ArtSeen Greater New York
Dream Screens
On View
Moma Ps1October 11, 2015 – March 7, 2016
New York
Sondra Perry’s multidimensional video portrait of a black family is a powerful antidote to the repetitive displays of racialized state violence too often displayed on our screens. Lineage for a Multiple-Monitor Workstation, one of the brightest-shining works in this year’s Greater New York, unfurls on two large screens in a small green room. The artist deploys music, multiple windows, and shifting, dreamlike narratives to explore her maternal lineage.
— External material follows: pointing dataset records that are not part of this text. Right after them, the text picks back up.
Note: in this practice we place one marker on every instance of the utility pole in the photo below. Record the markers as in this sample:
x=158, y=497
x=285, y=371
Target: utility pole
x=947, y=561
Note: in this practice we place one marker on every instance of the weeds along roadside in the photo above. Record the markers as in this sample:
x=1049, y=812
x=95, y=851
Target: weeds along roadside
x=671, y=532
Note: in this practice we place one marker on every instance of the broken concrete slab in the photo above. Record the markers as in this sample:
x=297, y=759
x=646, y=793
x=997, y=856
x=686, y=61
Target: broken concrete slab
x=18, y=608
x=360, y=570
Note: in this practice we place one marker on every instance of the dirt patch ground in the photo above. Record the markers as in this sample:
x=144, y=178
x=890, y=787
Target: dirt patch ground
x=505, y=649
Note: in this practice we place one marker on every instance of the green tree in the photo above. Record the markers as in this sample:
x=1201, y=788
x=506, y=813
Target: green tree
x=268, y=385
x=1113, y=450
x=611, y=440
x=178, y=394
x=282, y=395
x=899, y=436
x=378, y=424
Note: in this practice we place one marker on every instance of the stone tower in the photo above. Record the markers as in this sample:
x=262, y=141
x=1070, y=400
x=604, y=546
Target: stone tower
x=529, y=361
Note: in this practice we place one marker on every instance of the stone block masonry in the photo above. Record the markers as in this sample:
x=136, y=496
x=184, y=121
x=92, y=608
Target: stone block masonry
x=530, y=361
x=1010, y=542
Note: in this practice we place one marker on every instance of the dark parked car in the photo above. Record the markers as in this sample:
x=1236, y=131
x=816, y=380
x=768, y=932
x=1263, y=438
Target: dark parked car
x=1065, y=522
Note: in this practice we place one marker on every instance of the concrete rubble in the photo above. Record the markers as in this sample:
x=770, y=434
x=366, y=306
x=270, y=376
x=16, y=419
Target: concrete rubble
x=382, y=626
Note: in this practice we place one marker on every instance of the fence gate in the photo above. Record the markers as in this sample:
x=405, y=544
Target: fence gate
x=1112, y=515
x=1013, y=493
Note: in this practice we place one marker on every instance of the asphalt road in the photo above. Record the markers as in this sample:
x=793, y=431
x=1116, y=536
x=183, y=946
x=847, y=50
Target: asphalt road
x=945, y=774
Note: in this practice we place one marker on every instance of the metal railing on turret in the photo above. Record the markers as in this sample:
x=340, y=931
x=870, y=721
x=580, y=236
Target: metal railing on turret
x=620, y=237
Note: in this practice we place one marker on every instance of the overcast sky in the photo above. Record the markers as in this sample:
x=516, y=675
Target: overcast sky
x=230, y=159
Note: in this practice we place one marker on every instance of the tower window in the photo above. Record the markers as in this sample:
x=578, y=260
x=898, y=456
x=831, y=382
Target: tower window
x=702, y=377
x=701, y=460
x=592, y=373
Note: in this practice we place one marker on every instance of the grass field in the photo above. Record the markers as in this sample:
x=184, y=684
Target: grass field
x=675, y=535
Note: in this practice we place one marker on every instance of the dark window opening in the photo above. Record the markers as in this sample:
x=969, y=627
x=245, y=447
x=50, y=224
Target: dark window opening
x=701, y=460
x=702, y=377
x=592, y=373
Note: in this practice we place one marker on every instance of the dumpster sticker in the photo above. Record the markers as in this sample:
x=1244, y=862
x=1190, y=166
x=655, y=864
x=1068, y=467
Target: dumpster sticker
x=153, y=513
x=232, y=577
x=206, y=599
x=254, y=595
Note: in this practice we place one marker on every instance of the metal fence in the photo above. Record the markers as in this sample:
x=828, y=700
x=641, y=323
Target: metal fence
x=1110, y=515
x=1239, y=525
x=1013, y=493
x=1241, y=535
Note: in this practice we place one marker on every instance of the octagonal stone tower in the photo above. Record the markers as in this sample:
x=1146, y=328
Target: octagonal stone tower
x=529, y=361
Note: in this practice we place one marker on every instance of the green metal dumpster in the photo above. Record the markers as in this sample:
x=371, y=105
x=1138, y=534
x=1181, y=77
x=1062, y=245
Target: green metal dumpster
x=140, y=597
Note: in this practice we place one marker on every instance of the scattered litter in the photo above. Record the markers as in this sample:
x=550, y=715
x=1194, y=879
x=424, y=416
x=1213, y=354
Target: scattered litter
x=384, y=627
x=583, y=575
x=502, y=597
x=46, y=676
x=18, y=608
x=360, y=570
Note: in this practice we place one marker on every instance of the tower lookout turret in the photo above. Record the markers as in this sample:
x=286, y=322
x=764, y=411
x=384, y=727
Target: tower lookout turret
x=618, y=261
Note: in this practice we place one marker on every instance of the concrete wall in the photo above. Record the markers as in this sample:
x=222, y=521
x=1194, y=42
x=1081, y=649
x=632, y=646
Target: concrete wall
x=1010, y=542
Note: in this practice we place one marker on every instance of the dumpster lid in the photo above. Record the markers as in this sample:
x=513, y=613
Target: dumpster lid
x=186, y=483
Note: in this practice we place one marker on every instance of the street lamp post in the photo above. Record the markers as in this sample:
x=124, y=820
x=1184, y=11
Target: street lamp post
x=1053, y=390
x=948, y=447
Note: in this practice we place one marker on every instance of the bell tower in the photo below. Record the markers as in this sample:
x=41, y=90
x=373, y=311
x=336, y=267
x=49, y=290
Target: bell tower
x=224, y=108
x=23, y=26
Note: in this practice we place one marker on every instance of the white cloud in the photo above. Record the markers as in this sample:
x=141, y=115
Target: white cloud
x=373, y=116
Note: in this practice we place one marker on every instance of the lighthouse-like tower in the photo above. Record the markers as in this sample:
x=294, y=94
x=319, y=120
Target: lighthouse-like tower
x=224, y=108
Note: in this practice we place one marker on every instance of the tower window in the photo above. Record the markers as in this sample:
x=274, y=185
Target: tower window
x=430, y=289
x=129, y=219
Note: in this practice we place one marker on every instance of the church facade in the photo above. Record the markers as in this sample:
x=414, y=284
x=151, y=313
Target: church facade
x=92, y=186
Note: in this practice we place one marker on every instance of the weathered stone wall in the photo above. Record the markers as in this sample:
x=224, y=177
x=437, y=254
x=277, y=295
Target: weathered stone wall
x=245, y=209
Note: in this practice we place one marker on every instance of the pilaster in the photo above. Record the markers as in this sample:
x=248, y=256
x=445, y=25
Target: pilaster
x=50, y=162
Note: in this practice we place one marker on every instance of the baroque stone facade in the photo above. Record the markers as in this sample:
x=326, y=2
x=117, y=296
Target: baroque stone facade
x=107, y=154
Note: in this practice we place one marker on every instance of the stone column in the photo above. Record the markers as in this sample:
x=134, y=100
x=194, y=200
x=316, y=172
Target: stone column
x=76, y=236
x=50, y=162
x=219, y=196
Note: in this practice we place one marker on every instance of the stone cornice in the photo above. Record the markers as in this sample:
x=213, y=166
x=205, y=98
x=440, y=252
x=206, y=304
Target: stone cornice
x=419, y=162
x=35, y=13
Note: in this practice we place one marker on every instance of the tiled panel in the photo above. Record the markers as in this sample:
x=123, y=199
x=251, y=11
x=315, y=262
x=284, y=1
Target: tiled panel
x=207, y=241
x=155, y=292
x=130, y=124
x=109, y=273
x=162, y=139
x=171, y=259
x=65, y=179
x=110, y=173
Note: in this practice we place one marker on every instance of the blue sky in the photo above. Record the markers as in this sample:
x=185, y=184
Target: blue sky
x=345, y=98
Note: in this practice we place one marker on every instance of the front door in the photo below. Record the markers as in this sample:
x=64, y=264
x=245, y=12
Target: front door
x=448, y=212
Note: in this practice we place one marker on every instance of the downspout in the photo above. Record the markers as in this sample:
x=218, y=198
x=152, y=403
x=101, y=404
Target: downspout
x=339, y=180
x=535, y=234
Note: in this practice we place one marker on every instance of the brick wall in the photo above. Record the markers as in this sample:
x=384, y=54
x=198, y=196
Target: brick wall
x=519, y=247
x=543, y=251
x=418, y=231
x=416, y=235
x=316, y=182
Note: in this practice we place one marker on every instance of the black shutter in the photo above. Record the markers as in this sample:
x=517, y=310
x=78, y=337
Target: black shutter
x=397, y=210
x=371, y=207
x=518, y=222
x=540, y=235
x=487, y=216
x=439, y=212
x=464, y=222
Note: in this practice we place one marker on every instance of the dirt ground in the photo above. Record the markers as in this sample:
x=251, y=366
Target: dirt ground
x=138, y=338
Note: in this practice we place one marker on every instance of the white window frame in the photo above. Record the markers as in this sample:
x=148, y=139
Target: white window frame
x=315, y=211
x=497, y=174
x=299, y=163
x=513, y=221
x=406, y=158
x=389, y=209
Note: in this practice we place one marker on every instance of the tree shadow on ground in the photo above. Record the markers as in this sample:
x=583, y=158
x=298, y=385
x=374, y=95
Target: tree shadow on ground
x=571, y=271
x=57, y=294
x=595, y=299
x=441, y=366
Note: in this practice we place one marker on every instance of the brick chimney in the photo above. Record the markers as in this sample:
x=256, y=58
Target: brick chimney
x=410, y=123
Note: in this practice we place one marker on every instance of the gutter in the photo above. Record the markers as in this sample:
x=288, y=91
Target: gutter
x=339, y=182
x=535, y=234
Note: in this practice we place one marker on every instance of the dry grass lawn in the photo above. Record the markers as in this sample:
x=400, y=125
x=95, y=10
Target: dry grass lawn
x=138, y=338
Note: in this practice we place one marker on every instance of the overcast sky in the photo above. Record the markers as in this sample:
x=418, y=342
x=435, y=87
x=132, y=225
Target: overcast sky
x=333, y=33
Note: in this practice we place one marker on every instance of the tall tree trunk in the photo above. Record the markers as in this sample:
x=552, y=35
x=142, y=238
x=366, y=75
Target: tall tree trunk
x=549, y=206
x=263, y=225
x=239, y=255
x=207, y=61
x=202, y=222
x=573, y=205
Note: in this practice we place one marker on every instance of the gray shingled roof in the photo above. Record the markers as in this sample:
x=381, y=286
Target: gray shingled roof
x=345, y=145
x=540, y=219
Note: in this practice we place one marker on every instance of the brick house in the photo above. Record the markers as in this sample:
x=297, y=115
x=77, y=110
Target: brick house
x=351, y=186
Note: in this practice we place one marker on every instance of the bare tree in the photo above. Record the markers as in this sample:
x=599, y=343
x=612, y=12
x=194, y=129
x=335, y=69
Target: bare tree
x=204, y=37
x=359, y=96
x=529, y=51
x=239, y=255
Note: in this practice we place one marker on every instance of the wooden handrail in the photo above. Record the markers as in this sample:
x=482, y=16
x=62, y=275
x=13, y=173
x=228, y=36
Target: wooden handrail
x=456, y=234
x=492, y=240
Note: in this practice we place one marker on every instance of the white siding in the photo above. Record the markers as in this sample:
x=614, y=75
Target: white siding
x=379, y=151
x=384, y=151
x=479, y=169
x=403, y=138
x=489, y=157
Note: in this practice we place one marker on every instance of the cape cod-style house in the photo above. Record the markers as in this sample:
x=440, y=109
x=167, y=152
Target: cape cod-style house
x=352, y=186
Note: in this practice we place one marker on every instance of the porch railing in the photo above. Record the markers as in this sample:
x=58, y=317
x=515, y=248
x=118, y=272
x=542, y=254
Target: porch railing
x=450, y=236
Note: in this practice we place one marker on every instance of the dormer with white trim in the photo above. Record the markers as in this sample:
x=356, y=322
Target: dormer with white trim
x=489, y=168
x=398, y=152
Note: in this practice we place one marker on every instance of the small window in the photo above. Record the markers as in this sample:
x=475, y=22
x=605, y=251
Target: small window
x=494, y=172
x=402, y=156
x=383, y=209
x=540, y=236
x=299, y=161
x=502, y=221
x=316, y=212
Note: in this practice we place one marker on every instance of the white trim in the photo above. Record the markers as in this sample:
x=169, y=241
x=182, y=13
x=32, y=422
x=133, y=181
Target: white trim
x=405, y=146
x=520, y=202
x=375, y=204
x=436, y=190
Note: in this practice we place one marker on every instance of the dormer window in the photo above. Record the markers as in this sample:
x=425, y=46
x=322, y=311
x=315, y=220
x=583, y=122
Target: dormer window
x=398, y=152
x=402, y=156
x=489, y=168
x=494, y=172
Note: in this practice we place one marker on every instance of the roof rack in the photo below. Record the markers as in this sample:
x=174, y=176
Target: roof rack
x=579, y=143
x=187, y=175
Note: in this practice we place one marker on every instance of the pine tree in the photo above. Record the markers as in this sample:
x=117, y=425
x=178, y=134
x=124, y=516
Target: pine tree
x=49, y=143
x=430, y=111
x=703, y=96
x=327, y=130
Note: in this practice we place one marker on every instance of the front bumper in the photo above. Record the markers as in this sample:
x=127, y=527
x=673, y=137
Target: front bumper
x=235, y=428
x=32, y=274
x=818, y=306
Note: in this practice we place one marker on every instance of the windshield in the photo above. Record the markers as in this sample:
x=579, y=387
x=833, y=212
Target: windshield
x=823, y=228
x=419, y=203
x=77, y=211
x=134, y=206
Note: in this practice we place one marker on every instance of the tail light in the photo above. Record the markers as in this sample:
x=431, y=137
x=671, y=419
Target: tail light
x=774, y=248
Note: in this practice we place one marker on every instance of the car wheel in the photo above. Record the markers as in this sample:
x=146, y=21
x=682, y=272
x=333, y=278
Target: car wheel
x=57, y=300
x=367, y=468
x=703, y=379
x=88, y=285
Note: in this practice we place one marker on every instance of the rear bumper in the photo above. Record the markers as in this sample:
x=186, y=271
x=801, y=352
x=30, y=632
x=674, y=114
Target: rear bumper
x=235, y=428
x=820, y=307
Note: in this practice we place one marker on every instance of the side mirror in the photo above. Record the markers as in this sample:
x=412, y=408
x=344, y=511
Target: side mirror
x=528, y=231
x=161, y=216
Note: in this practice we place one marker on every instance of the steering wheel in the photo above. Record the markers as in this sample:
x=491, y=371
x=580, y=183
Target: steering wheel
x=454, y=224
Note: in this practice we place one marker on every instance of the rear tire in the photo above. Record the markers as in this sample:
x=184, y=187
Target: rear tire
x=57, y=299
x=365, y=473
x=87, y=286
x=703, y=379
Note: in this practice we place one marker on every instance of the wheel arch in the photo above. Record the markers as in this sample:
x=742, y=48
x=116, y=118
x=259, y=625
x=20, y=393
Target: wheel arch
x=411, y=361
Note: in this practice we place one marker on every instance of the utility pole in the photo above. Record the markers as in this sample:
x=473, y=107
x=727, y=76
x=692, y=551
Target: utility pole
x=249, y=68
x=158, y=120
During a visit to her grandmother’s New Jersey home, Perry, with a presence and humor reminiscent of Lena Dunham’s early videos, directs her family in the enactment of various invented and inherited rituals. These activities, never fully explained, are presented with contrasting detachment and emotion. In one scene, Perry asks the family sitting around the dining room table to don matching chartreuse ski masks; they comply, and this absurdist gesture is movingly juxtaposed with the overlaid tune of their softly harmonizing voices singing a gospel song. In another scene, Soundgarden’s grunge-rock “4th of July” plays while the artist’s older female relatives enact an old family tradition, folding and burying an American flag in the backyard with military solemnity. In a third scene, three teenaged girls identified as part of the family by their chartreuse ski masks (outfitted with long black ponytails) prance and strut confidently through the neighborhood and gaze across a body of water, heralding the future. The video ends hauntingly, with Perry’s grandmother reciting the lyrics to The Clash’s “The Guns of Brixton.” “You can crush us, you can bruise us, but you’ll have to answer to [. . .] the guns of Brixton,” she croons. Perry’s work invokes the now classic idea of the personal as political, and embodies the spirit of this year’s Greater New York, which affirms that the politics of race—and place—matter.